Must-know: What lies ahead for Cliffs Natural Resources? (Part 5 of 5)
We think it would be very difficult to find a right buyer for its assets in the current pricing environment. Let’s look at its major non-core assets and how they stack up on the divestment meter.
When Cliffs bought Bloom Lake back in 2011, the iron ore price was at $175 per ton levels compared to the $95 per ton levels right now. The take-or-pay contract associated with the asset to the tune of $64 million per year for Phase II—double the initial ramp up to 14 million tons—will make the hunt for a buyer even more difficult. To make economic sense out of the acquisition, the potential buyer would have to go ahead with the Phase II, so it could take full benefit of economies of scale. All these considerations will make the sale at a decent price quite difficult for Cliffs’ newly constituted board.
It would have been comparatively easier to find the buyer for its Australian operations given its proximity to China, which consumes about two-thirds of the seaborne iron ore traded. However, the mine life left at its Australian operations is about seven years. It wouldn’t be economically sensible for any buyer to go for this asset with such a low mine-life unless they’re able to increase the mine life which might lead to cost escalation.

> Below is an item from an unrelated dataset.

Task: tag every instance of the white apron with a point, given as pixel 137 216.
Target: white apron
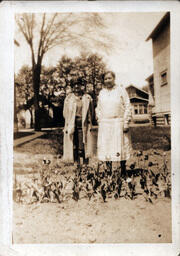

Cliffs’ chromite project, which is located in the Ring of Fire area of Northern Ontario, was idled by the management in 4Q13. Its main reason was ongoing delays like environmental assessment process, land rights, and negotiations with the province of Ontario. A junior miner, Noront Resources Ltd., might be interested in buying this asset because it is one of the key players in the region. Both Noront and Cliffs’ camps are located within a few hundred meters of each other. However, it has indicated that it won’t pay anything close to $500 million, which Cliffs has spent on the project.
We believe selling assets right now at the trough of the demand cycle or closer to it—many of the demand indicators have started turning around or have at least started posting lower year-over-year (or YoY) declines, as would be available on the Market Realist website soon—wouldn’t be good for the long-term value creation of the shareholders.
Investors might want to avoid Cliffs Natural Resources (CLF) for its stock specific issues in addition to decreasing international iron ore prices. On the other hand, low-cost producers like Rio Tinto (RIO), BHP Billiton (BHP), and Vale SA (VALE) could provide exposure to the iron ore sector with lesser issues. The SPDR S&P Metals & Mining ETF (XME) is also a good way of gaining exposure to this sector.